In Cuba, thousands of neighborhood cells set up as the eyes and ears of Fidel Castro’s communist revolution are trying to find ways to lure young people who have little interest in the cause.
It has been six decades since Castro created the Committees for the Defense of the Revolution (CDR) to keep watch for his then-shaky government, and the 138,000 committees remain an enduring symbol of communism on the island.
However, enthusiasm for the neighborhood associations has waned in the past few years, especially after the COVID-19 pandemic, the boosting of US sanctions and a severe economic crisis that has eroded purchasing power.
Photo: AFP
“The new generation wants nothing to do with all that,” a female student said, asking not to be named.
Every citizen automatically becomes a member at 14, but getting them to engage is a challenge.
“Today, young people sleep with their phone in their pocket, and as soon as they turn it on, there is a media bombardment against our [socialist] process,” CDR national coordinator Gerardo Hernandez, 58, said.
He was one of the “Cuban Five” spies who were imprisoned in the US in 1998, and whose release helped pave the way for a 2014 thaw in ties between the Cold War foes.
A local hero, he has been given the tricky task of revitalizing the committees, at a time when the nation is undergoing a transformation, opening up to private small businesses, allowing citizens to buy and sell houses, and the arrival of Internet access.
At the same time, hundreds of thousands of Cubans have fled the economic crisis.
“We are trying to reverse this situation and make young people understand that the CDRs offer them an extraordinary opportunity to develop their vocation and to have an influence on their community,” Hernandez said, as the CDR held its tenth annual congress last month, at which it held a debate on how to make the cells “attractive to young people.”
Initially set up as a surveillance network to denounce “counter-revolutionaries,” the CDRs organize community projects and coordinate services such as vaccination campaigns and blood drives.
The defense committees are particularly visible during elections, presiding over neighborhood meetings and scrupulously controlling citizens’ participation.
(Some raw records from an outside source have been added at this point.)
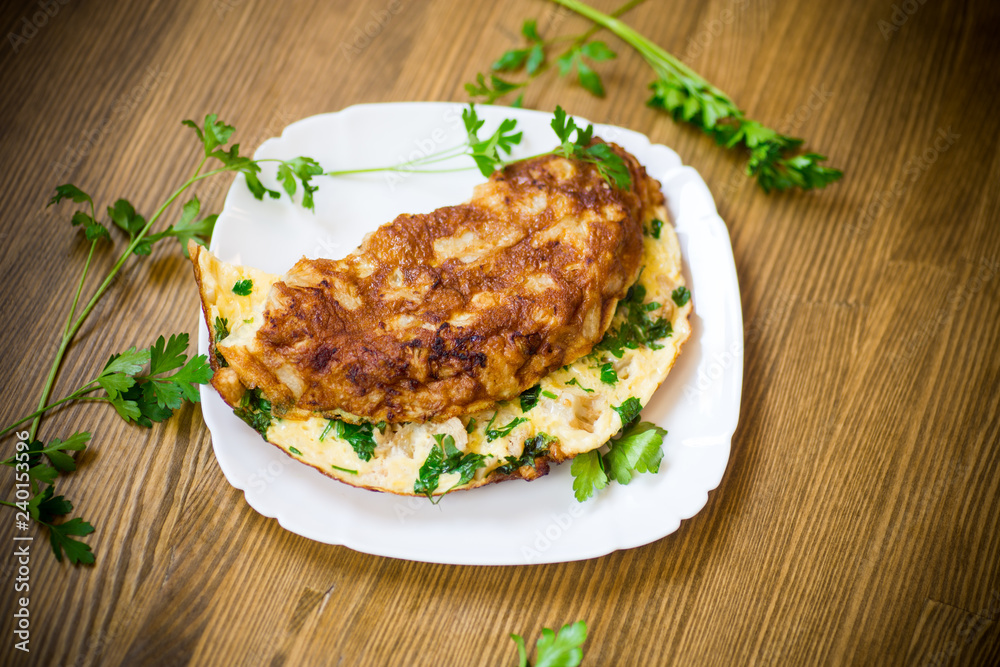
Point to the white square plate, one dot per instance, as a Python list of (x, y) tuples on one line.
[(515, 522)]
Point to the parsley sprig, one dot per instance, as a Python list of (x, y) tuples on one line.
[(775, 159), (489, 154), (562, 649), (445, 458), (686, 96), (637, 449), (143, 385), (609, 164), (493, 153), (635, 328)]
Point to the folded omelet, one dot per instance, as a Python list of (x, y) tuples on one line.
[(470, 345)]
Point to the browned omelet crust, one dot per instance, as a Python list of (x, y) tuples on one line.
[(443, 314)]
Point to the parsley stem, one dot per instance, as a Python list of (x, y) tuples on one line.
[(79, 286), (440, 156), (70, 332), (77, 395)]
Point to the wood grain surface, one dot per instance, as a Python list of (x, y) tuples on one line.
[(857, 522)]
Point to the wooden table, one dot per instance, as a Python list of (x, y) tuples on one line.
[(857, 521)]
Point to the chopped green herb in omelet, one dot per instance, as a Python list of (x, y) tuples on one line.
[(637, 450), (255, 410), (445, 459), (359, 437), (534, 448), (494, 433), (529, 397), (637, 328)]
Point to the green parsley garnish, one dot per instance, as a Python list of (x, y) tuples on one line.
[(445, 459), (564, 649), (221, 328), (629, 410), (221, 332), (638, 449), (636, 328), (609, 164), (588, 475), (656, 226), (775, 159), (577, 383), (255, 410), (358, 436), (534, 448), (529, 397), (494, 433)]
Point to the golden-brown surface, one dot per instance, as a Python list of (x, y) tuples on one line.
[(443, 314), (857, 522), (573, 414)]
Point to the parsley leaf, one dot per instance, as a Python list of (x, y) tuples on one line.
[(608, 374), (636, 327), (221, 333), (529, 397), (125, 218), (359, 436), (488, 153), (629, 410), (494, 433), (443, 459), (330, 423), (56, 452), (609, 164), (303, 168), (61, 540), (186, 229), (170, 391), (44, 508), (656, 227), (533, 448), (255, 410), (482, 87), (215, 133), (562, 650), (638, 450), (588, 475), (221, 328)]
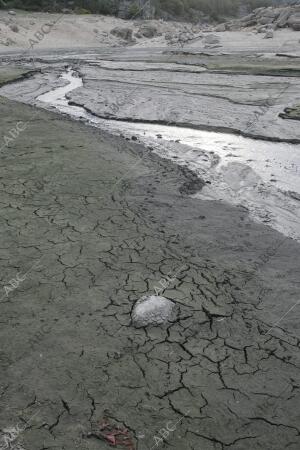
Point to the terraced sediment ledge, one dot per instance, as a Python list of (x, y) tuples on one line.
[(11, 75)]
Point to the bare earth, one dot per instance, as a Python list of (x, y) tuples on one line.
[(91, 222)]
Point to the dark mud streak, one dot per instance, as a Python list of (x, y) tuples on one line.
[(185, 125)]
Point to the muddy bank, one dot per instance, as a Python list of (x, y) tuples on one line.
[(104, 221)]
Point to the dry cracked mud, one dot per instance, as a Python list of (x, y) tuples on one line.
[(89, 224)]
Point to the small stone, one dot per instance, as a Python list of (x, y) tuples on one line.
[(269, 34), (153, 310)]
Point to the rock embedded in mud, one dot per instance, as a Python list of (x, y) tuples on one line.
[(153, 310), (148, 31), (123, 33), (269, 34)]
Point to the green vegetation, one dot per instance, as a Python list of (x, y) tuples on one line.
[(193, 9)]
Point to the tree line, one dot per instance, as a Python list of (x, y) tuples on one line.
[(177, 8)]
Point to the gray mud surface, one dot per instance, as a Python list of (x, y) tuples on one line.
[(90, 223)]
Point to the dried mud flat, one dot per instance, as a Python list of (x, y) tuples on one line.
[(90, 223), (98, 223)]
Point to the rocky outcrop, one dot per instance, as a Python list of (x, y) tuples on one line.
[(271, 17), (124, 33)]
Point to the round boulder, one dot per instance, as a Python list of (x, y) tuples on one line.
[(153, 310), (123, 33)]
Surveillance is still a key part of their work, and they keep a lookout for drug trafficking, tax evasion and other crimes.
Cells exist in every neighborhood and village, and the government counts about 8 million members — more than three-quarters of the nation’s population — including those who are not active.
Manuel Cuesta Morua is a dissident who faced “acts of repudiation” in the 2000s, when large groups of CDR members would verbally and physically abuse opponents.
“Young people today are much more pragmatic, much more transactional,” Cuesta Morua said. “They participate when it is to their advantage.”
“The youth are apolitical, they don’t identify with the government, which they associate with the CDR,” he added.
He said that no one in his family had taken over from his mother, who he described as a “CDR activist.”
Seated at a cafe in Old Havana, Lazaro, 43, who did not want to give his last name, criticized the association.
“The CDR has never helped me. I always had to get by on my own,” Lazaro said.
Every year, on the night of Sept. 27, CDR members get together in their neighborhood for a party around a stew cooked on an open fire. Everyone brings what they can.
Ernesto Lemus, 56, president of a CDR in Old Havana, said the party was an important “continuity” of the 1959 revolution, which saw a radical shift to communism, heightening tensions with the US during the Cold War.
“A few years ago, it was a party, but not anymore. Today there is nothing and everything is expensive, there is no more unity in this regard,” said gardener Rafael Caballero Lopez, 35, who is planning to emigrate to Colombia.